SCMRE collaborated closely with the National Museum of Natural History to restore a 19th-century Hawaiian outrigger canoe, the oldest-known craft of its type. In the years since Hawaii's Queen Kapi'olani presented the canoe to the Smithsonian, in 1887, the boat's wood had deteriorated. A SCMRE team, including a senior furniture conservator, restored the bow, stern and an outrigger boom and replaced the original coconut-fiber lashings. Wherever possible they used materials that were both handmade and native to Hawaii. They were assisted by a Hawaiian volunteer and consulted with canoe historians in the islands, e-mailing questions and digital photographs and receiving valuable help in reply.

Attending to more modern objects presents its own challenges.
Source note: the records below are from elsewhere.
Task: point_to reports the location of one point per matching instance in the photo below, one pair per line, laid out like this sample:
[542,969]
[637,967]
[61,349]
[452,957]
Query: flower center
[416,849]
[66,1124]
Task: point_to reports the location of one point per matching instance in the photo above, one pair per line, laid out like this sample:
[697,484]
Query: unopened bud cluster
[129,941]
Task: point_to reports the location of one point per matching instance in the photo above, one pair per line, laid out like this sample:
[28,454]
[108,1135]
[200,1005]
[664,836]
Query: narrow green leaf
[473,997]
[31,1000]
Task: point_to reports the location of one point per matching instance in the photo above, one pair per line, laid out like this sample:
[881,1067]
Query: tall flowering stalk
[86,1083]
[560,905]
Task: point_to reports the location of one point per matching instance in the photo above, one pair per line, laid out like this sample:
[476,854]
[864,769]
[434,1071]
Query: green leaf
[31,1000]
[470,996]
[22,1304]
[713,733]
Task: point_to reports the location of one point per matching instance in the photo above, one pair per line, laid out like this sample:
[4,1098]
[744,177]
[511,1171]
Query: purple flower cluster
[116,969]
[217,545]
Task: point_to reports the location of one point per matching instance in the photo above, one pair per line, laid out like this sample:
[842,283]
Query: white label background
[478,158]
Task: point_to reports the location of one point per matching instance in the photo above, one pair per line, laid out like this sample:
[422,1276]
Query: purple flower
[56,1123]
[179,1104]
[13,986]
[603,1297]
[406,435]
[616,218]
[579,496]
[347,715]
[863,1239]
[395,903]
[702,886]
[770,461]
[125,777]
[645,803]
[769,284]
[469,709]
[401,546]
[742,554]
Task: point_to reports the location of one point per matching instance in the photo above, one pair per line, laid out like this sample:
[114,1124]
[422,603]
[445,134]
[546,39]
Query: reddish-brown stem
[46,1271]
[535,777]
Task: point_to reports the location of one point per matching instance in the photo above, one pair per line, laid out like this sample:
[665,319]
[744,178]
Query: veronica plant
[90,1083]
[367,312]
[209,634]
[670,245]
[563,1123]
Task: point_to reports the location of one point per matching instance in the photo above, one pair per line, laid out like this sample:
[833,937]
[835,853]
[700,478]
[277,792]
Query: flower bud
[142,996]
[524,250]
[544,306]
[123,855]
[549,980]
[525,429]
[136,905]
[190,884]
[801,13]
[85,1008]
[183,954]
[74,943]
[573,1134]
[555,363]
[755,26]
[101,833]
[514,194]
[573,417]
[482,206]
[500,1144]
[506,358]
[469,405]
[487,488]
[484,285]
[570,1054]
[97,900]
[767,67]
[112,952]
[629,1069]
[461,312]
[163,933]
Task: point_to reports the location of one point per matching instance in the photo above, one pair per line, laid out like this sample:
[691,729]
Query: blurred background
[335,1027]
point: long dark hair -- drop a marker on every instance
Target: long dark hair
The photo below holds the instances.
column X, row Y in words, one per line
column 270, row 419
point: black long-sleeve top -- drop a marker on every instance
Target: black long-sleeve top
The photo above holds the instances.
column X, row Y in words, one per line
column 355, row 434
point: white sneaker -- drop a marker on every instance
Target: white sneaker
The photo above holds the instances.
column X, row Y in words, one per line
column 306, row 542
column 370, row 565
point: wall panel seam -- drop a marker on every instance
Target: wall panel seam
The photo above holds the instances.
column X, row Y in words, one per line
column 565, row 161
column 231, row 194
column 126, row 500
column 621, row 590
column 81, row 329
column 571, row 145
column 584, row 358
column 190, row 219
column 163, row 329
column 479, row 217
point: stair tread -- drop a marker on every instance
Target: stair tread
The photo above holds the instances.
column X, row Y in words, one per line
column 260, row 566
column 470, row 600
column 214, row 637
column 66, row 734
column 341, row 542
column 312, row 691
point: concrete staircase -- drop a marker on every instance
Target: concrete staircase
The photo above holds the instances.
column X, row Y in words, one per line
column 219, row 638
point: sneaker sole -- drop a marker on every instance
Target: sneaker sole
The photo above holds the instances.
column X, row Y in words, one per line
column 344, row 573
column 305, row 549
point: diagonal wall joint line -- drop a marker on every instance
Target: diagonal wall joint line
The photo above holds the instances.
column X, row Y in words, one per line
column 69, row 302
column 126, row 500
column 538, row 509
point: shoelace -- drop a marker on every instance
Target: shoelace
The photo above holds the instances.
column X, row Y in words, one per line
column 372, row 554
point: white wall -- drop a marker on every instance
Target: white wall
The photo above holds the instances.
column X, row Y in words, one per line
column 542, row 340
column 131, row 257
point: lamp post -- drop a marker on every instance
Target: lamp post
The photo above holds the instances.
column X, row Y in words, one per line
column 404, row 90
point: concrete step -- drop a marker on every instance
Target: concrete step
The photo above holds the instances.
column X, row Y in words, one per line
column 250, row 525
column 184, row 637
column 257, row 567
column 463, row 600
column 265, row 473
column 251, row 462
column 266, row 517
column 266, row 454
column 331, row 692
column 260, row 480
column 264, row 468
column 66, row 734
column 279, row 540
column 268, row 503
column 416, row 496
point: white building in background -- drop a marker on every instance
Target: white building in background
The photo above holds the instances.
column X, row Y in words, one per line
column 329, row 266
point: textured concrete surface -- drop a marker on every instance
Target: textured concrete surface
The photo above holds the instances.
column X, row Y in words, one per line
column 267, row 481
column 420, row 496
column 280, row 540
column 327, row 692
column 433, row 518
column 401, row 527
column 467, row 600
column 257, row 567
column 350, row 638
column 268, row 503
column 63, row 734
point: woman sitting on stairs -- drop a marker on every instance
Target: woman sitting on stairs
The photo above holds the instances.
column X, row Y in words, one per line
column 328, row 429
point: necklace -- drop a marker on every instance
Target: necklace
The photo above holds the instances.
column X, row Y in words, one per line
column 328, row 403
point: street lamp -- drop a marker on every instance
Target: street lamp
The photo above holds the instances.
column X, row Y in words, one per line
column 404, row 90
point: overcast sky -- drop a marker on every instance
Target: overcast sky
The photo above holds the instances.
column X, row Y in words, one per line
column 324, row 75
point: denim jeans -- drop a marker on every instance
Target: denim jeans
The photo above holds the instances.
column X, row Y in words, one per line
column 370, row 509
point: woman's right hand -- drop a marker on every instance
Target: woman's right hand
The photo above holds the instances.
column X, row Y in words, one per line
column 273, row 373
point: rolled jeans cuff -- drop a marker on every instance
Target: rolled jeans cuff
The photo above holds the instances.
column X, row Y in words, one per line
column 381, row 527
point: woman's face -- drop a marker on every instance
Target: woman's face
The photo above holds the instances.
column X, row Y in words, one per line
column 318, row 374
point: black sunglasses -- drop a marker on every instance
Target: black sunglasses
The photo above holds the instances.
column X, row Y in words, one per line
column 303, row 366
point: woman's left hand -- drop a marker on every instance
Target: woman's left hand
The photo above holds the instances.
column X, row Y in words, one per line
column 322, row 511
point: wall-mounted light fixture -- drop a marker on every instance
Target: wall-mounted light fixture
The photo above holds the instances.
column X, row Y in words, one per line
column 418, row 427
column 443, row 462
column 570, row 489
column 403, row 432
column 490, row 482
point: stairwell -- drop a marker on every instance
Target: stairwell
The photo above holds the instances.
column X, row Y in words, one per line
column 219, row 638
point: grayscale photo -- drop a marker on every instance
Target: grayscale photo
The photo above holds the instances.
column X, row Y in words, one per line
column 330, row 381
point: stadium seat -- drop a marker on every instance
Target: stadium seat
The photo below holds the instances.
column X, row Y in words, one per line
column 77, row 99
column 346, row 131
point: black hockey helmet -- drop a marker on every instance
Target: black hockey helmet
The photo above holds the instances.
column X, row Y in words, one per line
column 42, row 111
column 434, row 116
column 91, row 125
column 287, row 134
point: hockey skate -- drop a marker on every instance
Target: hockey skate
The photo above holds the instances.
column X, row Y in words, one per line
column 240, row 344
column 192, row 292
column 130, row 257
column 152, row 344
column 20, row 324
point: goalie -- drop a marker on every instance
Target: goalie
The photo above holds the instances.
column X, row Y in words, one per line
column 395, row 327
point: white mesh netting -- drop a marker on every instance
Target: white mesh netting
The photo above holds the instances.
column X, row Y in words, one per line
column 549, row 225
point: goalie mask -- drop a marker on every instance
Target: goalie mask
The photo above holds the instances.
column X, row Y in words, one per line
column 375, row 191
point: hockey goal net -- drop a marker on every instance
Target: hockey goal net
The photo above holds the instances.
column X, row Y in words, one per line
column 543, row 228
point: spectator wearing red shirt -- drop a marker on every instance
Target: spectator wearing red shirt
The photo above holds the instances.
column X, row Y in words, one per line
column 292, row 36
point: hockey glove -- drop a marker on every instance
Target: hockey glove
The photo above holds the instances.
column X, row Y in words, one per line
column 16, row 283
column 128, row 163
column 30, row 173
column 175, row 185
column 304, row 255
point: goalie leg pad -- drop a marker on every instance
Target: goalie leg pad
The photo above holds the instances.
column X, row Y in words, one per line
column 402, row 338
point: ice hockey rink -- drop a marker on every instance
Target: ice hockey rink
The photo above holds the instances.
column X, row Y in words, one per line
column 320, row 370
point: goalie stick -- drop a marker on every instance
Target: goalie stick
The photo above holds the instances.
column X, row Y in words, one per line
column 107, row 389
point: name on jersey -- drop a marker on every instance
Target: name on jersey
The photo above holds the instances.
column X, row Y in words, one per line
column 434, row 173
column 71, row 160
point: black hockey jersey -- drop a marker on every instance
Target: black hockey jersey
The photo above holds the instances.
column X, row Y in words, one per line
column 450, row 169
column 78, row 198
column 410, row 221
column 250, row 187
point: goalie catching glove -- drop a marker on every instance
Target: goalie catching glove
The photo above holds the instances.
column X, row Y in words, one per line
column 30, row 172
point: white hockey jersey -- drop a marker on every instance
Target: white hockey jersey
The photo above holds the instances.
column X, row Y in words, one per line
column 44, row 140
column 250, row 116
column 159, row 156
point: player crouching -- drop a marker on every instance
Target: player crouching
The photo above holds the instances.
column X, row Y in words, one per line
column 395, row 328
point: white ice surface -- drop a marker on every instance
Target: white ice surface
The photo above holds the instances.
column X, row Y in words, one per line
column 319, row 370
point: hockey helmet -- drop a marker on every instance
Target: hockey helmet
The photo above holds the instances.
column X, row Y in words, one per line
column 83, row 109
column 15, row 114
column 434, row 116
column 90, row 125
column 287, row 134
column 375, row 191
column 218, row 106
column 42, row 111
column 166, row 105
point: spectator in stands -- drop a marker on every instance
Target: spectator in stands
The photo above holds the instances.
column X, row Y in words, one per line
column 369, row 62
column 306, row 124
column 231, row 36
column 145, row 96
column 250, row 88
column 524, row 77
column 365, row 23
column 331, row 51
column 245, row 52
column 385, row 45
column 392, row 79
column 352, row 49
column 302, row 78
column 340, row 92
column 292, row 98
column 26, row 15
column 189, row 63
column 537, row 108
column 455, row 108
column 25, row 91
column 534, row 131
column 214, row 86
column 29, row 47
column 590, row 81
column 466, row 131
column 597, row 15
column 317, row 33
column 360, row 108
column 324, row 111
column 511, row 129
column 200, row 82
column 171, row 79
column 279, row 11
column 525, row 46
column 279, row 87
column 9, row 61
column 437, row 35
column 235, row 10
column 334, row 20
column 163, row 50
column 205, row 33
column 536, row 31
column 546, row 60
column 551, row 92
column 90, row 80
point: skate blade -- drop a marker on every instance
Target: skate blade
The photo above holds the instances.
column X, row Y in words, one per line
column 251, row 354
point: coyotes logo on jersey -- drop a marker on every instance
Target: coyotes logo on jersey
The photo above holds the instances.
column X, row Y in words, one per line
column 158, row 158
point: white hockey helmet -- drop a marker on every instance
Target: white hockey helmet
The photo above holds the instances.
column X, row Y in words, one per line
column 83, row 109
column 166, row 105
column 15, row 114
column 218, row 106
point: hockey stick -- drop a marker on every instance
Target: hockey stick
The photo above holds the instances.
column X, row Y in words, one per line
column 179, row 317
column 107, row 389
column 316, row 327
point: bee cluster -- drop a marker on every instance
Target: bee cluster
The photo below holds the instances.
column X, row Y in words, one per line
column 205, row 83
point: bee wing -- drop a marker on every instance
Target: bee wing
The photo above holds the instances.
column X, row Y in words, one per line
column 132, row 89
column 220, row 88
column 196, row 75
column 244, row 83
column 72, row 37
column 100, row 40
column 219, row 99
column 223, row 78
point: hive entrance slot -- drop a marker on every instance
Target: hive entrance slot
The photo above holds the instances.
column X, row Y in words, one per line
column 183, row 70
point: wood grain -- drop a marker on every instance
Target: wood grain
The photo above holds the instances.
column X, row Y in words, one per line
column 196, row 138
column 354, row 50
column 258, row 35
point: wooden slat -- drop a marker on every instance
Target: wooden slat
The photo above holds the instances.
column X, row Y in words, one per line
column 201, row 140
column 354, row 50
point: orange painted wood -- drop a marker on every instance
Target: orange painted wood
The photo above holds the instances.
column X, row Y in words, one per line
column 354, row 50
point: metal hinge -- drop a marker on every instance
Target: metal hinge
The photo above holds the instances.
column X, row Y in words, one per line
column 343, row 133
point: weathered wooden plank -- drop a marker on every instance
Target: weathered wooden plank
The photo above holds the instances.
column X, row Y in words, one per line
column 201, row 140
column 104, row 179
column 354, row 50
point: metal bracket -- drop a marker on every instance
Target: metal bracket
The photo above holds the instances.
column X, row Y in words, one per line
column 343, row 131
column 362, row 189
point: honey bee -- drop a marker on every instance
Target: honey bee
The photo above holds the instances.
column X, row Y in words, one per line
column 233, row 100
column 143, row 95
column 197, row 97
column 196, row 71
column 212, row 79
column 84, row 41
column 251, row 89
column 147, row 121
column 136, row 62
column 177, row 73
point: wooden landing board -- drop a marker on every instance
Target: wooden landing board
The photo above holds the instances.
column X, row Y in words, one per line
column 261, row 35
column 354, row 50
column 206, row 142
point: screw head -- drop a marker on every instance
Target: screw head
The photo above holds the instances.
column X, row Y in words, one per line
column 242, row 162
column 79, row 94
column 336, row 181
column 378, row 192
Before the December 2003 opening of the National Air and Space Museum's Steven F. Udvar-Hazy Center, SCMRE helped restore several aircraft and spacecraft, including an early 20th-century wooden sport glider that required the restoration of its varnish, and a Gorgon II-A guided air-to-air missile built between 1943 and 1946. The missile's transparent nose cone had been painted over, obscuring the camera that had been installed to help guide it. A chemist worked with a paintings conservator to develop the best solution for removing the nose cone's paint without damaging the plastic underneath. In so doing, SCMRE scientists have allowed researchers and now visitors to see the missile in its entirety, including the camera that marks it as perhaps the earliest example of television's use in a missile.

In an era marked by narrow specialization, SCMRE's conservators and conservation scientists remain refreshingly broad-minded—as they need to be, given that they are entrusted with so wide a variety of objects, from the most personal keepsakes to the largest machines. With skill and dedication they contend daily with time's inevitable wear. And again and again they don't just slow time, they reverse it.